The regulator, which oversees China’s $8.5 trillion interbank bond market, has drafted guidelines and standardized contracts for the product, one that has in the past two decades become a key tool in global markets to hedge government and corporate debt, the people said.
NAFMII has hired a group of lawyers to help align its CDS rules with internationally accepted practices and is expected to ask the People’s Bank of China for formal approval to launch the market soon, one of the people said.
Officials at NAFMII weren’t reachable for comment.
The planned rollout of rules for CDS reflects the pressures China faces as it tries to attract more investors, including global players, to a swelling bond market, even as debt defaults soar. China’s domestic bond market has had 39 defaults totaling around 25 billion yuan ($3.8 billion) this year, already exceeding the total of 20 defaults worth 12 billion yuan for all of last year. In 2014, there were five such defaults, following one in 2013.
“If the [CDS plan] is carried out well in China, it will certainly be a big help to investors,” saidWang Ming, a partner at Shanghai Yaozhi Asset Management Co., a bond fund that manages two billion yuan in assets.
China experimented with a less sophisticated version of a CDS called a credit-risk-mitigation agreement, or CRMA, in 2010, in the wake of a credit binge. But the CRMA market never took off, because the state kept bailing out insolvent companies instead of letting them default, in the interests of financial and social stability.
Now, there are signs that Beijing and the country’s local governments are becoming more tolerant of debt defaults as the economy weakens further and governments feel increased fiscal strains.
“The timing is indeed better now for CDS to be introduced to China. Given that all kinds of defaults are on the rise, I think demand will be quite robust,” Mr. Wang said.
The guidelines and standardized contracts for the credit derivative drafted by NAFMII look to be in line with those published by the International Swaps and Derivatives Association, a global body based in New York that sets standard terms for derivatives transactions, said one of the people briefed on the instruments.
So great is the enthusiasm for CDS in China that some officials seem to view them as a way to help ailing companies get credit. The government of the northern province of Shanxi, China’s biggest coal-producing region, said it hopes to encourage credit-default swaps as a means to raise investor confidence in debt issued by the area’s struggling coal-mining firms. Typically big coal miners are backed by the state.
According to a front-page article published Thursday in the Shanxi Daily, the Communist Party’s local mouthpiece, companies from the region are facing greater difficulties in issuing new debt because of a weakening economy and rising debt defaults among state-run enterprises.

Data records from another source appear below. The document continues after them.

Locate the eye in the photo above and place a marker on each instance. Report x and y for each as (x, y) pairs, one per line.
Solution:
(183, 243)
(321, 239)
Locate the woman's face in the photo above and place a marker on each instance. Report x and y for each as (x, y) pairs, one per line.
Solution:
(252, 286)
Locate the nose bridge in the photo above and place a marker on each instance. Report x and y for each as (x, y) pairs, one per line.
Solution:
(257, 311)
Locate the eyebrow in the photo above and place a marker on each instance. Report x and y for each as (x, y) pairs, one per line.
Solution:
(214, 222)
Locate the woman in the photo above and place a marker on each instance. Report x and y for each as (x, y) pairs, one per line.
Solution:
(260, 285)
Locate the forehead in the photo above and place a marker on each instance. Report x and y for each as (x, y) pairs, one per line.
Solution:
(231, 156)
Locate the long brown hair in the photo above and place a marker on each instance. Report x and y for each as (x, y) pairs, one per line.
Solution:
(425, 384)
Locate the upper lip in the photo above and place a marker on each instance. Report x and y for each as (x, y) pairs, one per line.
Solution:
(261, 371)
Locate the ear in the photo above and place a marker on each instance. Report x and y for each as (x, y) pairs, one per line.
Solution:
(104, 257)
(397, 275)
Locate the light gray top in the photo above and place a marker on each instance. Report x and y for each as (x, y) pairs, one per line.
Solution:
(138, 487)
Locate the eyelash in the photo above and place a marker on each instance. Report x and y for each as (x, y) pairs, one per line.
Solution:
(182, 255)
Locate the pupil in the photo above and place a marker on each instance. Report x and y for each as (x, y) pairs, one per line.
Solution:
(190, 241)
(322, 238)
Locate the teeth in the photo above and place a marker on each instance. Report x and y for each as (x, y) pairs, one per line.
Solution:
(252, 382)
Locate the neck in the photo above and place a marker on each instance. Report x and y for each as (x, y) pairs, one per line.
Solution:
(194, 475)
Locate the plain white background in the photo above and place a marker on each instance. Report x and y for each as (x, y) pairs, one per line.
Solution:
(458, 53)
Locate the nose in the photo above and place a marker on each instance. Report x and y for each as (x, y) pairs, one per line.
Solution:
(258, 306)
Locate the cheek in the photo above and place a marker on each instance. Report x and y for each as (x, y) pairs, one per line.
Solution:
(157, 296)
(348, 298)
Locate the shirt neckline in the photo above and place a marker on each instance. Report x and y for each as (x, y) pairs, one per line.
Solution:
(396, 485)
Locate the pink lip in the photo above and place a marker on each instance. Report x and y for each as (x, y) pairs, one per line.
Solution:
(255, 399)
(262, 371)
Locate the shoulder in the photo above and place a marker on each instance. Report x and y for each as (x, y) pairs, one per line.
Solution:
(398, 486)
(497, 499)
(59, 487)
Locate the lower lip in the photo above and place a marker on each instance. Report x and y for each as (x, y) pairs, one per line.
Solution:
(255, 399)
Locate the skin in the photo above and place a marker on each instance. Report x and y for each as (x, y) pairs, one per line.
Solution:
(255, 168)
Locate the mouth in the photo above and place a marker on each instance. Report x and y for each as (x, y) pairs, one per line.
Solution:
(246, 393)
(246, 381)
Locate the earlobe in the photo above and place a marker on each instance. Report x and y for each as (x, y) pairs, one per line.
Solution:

One of the coal-mining firms from the province that is struggling to meet its debt repayment, state-backed ChinaCoal Group Shanxi Huayu Energy Co., defaulted on a 600 million yuan one-year bond in April.
“We’ve already come up with a plan, and Shanxi would like to become the first local government to roll out a CDS contract in China,” said Liu Hongbo, an official at the financial affairs office of the Shanxi provincial government.
CDS are normally created by investment banks, which calculate the default risks involved and charge sometimes steep fees for the guarantees, and it is unclear how Shanxi province proposes to handle them.